How to Reduce Staff Turnover
To retain and motivate today’s employees you need to engage them from day one.
According to research from the Institute of Leadership and Management (ILM), 30% of successful job seekers plan to move on within their first 12 months, with 58% expecting to work elsewhere inside three years.
Over 500 new employees and 1,000 managers were questioned during the study, which concluded that even though three quarters of new starters felt “delighted” with their switch, a new job did not guarantee loyalty or bring with it a long-term commitment.
So the days of having a ‘job for life’ are over, which is nothing new, but what I found really interesting was the generational shift in employee attitude seems to have been met with an overwhelming acceptance from staff managers.
The report went on to say that while the bulk of potential recruits are proactively planning to progress their career, salary, experience and prospects by job-hopping between organisations and industries, more than half of the managers quizzed predicted the majority of their new workers would leave within three years.
Now I’m not sure about you, but I’d much rather be part of a business where the management believe they have what it takes to keep me engaged and motivated, rather than one that’s resigned to losing people in a relatively short period of time.
Of course employee engagement needs to be earned, but the ILM study dug deeper into this, indicating that in order to make a positive and lasting impression on today’s workforce, the first 30 days are the most critical.
To keep new employees motivated and retain them over the long-term, you need to engage both their head and heart:
- Clear communication is crucial when defining any role, setting objectives and describing what is required from new staff.
- Providing simple resources that explain the company brand and mission helps your recruits to understand what you’re trying to achieve and how they fit into that vision.
- Regular and flexible access to managers, but not just in the early days, encourages people to feel valued, supported and listened to.
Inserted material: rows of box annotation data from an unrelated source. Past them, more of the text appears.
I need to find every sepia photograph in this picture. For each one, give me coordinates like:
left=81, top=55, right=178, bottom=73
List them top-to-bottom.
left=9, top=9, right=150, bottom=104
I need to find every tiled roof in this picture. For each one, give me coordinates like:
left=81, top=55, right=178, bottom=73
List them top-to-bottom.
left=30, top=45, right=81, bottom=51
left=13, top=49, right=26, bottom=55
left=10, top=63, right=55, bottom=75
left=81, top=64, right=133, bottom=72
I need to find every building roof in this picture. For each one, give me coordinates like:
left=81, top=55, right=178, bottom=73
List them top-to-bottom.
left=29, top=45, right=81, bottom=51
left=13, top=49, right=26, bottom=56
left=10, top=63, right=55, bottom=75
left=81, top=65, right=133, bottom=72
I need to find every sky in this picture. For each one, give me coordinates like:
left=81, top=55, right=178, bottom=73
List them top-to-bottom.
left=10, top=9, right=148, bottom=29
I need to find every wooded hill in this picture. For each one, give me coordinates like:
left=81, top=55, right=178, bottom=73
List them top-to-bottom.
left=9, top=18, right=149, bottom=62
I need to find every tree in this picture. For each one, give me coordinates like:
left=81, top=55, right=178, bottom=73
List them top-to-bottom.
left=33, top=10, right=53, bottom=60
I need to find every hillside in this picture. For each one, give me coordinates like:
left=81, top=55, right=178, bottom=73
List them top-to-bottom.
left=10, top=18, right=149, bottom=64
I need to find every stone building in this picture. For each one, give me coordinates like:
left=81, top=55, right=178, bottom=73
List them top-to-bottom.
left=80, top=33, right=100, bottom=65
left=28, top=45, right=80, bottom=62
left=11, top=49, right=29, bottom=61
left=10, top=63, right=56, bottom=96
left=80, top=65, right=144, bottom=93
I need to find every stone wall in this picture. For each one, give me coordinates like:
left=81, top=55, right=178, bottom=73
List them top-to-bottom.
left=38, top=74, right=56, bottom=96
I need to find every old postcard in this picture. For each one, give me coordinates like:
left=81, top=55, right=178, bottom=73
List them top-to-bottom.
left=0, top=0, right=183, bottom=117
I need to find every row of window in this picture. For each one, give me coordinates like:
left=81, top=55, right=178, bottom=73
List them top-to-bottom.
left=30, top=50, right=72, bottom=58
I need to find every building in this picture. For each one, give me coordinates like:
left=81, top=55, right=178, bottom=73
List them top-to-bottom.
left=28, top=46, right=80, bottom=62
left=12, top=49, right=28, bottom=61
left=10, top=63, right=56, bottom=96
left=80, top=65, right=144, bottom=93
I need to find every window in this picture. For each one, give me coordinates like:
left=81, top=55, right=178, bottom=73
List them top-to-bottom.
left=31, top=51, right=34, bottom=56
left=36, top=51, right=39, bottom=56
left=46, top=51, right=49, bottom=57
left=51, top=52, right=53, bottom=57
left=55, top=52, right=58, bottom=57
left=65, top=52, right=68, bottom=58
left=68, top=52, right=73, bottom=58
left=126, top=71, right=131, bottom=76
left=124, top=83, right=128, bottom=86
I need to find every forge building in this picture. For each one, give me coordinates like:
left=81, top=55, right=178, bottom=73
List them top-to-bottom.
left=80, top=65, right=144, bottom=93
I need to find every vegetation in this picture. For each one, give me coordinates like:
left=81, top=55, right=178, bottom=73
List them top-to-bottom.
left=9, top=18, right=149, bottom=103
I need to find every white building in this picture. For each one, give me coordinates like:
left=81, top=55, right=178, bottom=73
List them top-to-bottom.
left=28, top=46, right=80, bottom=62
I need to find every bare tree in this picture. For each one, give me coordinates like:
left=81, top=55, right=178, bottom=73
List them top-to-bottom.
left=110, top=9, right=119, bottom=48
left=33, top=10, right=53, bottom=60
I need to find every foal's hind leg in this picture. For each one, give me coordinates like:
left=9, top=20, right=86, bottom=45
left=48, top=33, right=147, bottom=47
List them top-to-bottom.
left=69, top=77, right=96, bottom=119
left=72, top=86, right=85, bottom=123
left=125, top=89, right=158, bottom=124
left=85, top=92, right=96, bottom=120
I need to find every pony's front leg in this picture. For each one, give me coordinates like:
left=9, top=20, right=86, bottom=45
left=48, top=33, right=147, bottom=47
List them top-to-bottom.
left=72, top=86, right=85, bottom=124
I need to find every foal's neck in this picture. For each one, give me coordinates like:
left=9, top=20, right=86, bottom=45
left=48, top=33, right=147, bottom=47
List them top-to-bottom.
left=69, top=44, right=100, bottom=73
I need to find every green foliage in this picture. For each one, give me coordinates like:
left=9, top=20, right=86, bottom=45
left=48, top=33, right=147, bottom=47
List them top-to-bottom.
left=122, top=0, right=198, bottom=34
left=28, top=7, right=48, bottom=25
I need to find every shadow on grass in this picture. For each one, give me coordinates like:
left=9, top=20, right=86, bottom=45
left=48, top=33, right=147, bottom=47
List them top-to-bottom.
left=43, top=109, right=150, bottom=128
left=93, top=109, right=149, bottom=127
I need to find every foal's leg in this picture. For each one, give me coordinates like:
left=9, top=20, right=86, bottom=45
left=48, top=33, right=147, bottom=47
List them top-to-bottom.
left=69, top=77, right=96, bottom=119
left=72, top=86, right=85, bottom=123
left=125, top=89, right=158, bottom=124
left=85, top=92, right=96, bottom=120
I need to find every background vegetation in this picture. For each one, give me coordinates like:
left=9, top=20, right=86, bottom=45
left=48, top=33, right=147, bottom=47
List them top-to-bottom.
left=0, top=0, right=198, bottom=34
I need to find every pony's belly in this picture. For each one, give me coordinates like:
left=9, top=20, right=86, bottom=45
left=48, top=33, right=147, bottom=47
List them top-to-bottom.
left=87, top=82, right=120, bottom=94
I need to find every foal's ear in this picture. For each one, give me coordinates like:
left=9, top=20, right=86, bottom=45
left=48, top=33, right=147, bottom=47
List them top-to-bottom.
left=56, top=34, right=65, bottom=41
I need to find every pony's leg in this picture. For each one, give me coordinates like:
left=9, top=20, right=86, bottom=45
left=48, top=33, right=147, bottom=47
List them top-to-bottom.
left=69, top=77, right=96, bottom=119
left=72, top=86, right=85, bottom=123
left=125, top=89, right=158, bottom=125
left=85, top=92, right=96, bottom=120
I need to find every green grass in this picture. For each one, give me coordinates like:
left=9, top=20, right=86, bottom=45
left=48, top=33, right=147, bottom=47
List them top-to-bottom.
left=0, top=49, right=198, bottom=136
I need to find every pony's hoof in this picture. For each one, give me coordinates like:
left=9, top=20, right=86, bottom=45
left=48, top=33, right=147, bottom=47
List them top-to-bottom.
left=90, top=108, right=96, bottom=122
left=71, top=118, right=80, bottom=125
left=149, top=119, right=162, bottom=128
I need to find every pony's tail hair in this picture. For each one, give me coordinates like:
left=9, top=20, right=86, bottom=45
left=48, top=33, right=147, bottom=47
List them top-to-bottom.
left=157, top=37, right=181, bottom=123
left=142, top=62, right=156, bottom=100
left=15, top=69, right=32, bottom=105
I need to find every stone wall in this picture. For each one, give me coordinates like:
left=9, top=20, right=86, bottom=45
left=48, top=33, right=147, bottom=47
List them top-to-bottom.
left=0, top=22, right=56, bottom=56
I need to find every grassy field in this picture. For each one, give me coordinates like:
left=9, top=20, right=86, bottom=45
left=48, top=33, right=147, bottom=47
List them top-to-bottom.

- Being honest about career progression from the start will keep ambition aligned with opportunity.
- Make staff feel welcome by preparing for their arrival; including setting up IT systems in advance and offering training on everyday things like operating telephones and company procedures.
- Let everyone know who is joining the business and what they will be doing. Consider a team lunch to encourage bonding and book one-to-one meetings so your team can engage immediately. If you don’t already have one, consider a buddy or mentoring programme to help new starters settle in quicker.
- Think carefully about key tasks that utilise people’s skills and experience and can be worked on in the first few days, as this will help new starters feel worthwhile and part of the team.
If you’re planning to recruit and invest time in someone, you need to make sure that they will be willing to commit themselves to you in exchange for support, training and help to develop both personally and professionally.
In my experience, people who are recruiting often have a negative view of too many short-term jobs on a CV, leading them to question motivation, commitment or even the ability to get along with colleagues.
Organisations worry that they will become the next rung on someone’s career ladder, so rather than take a risk and spend time and resource on training only to lose the employee before that investment pays off, they will opt for a safer option that they have confidence will deliver long-term business benefit.
By getting the induction period correct and setting off on the right foot, you should begin to develop a bond that will help you to retain good staff even if things go wrong in the future. Get it wrong and it can be hard to ever recover from.